Les Champions des Champions

Felice Gimondi

par | Avr 21, 2020 | Les champions des champions

Vainqueur l’année précédente du Tour de l’avenir, le jeune italien Felice Gimondi s’impose dans le Tour de France 1965. Il a triomphé avec classe et panache d’un Raymond Poulidor qui pensait avoir enfin le champ libre puisque Jacques Anquetil n’était pas cette fois au départ. Douloureuse surprise pour le public français. Magnifique nouvelle pour les tifosi qui attendaient sans trop y croire un successeur au Campionissimo. Dès cette première saison professionnelle, le jeune Bergamasque au maillot céleste Salvarani est devenu pour eux le Messie. D’autant qu’il court avec attaché à la cheville une cordelette de chanvre trouvée dans une grotte miraculeuse.

Le messie

Même si des champions du calibre de Baldini, Balmanion ou Nencini ont pris la relève, l’Italie des années soixante est toujours en deuil de son Campionissimo. C’est dire si l’avènement d’un jeune prodige durant la saison 1965 apparaît comme un don du ciel pour un peuple toujours en quête de héros romantiques et charismatiques. Ce héros c’est Felice Gimondi. Visage christique, élégance d’un autre temps, capacités athlétiques exceptionnelles, il remporte le Tour de France pour ses grands débuts professionnels au sein de la mythique équipe Salvarani. Un Tour pourtant promis à Raymond Poulidor, le chéri du public français.
Supérieur en montagne et dans le contre la montre, remarquablement intelligent, tacticien hors pair et guerrier à sang froid, Felice cristallise très vite l’enthousiasme des tifosi qui voient en lui rien moins que le nouveau Coppi.

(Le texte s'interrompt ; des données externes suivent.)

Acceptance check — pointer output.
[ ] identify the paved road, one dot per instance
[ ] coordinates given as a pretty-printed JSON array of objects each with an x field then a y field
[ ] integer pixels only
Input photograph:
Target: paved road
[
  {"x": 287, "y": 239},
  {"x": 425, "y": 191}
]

Même si un jeune Belge nommé Eddy Merckx commence à faire parler de lui en s’imposant dans Milan San Remo, Gimondi confirme dès l’année suivante en triomphant solitaire et glorieux dans Paris Roubaix, la classique des classiques. Il s’adjuge ensuite le Tour de Lombardie et Paris Bruxelles. Mais il s’incline dans le Grand Prix des Nations face à son idole, Jacques Anquetil. Merckx est troisième…Ce Merckx qui va désormais faire partie de sa vie, constituant avec lui un duo d’adversaires irréductibles comme l’ont été Bartali-Coppi et Anquetil-Poulidor.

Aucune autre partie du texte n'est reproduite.